Officers carrying stun guns ‘more likely to use force’

Officers carrying stun guns ‘more likely to use force’

A new study has found that police officers carrying Taser electronic weapons are almost half as likely to use force and are also more likely to be assaulted.

The year-long University of Cambridge study found that City of London police de-holstered stun guns on nine occasions and fired on two. Having concluded the study, the researchers also claim that those carrying tasers were also more likely to use other types of force, such as handcuffing and CS spray, than those without the weapons. In fact, use of force by officers carrying stun guns was 48 per cent higher than among those who were unarmed.

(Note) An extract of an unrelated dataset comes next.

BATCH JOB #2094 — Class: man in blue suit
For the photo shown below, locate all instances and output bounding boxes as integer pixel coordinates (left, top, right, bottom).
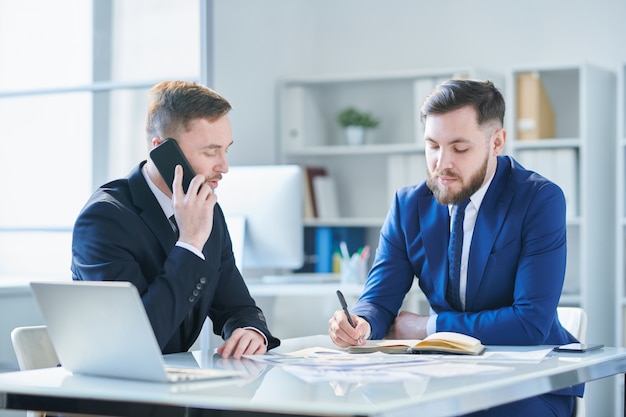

Therefore, the findings suggest stun guns aid the ‘weapons effect’, a long-established psychological phenomenon whereby sight of a weapon increases aggressive behaviour.

Although the number of physical assaults against officers was only recorded as six during stun gun-carrying shifts, this was compared with three on shifts without them, meaning the researchers concluded that the doubling was significant because such assaults were so rare.

Barak Ariel, lead author, said: “The very presence of the weapon led to increased hostility between the police and public. There are some people, probably the kind of people that come into contact with the police, that respond negatively to weapons, it provokes them. If the presence of weapons can lead to aggression by suspects, so its concealment should be able to reduce aggression and increase officer safety.”

The study has been published in the Criminal Justice and Behaviour journal.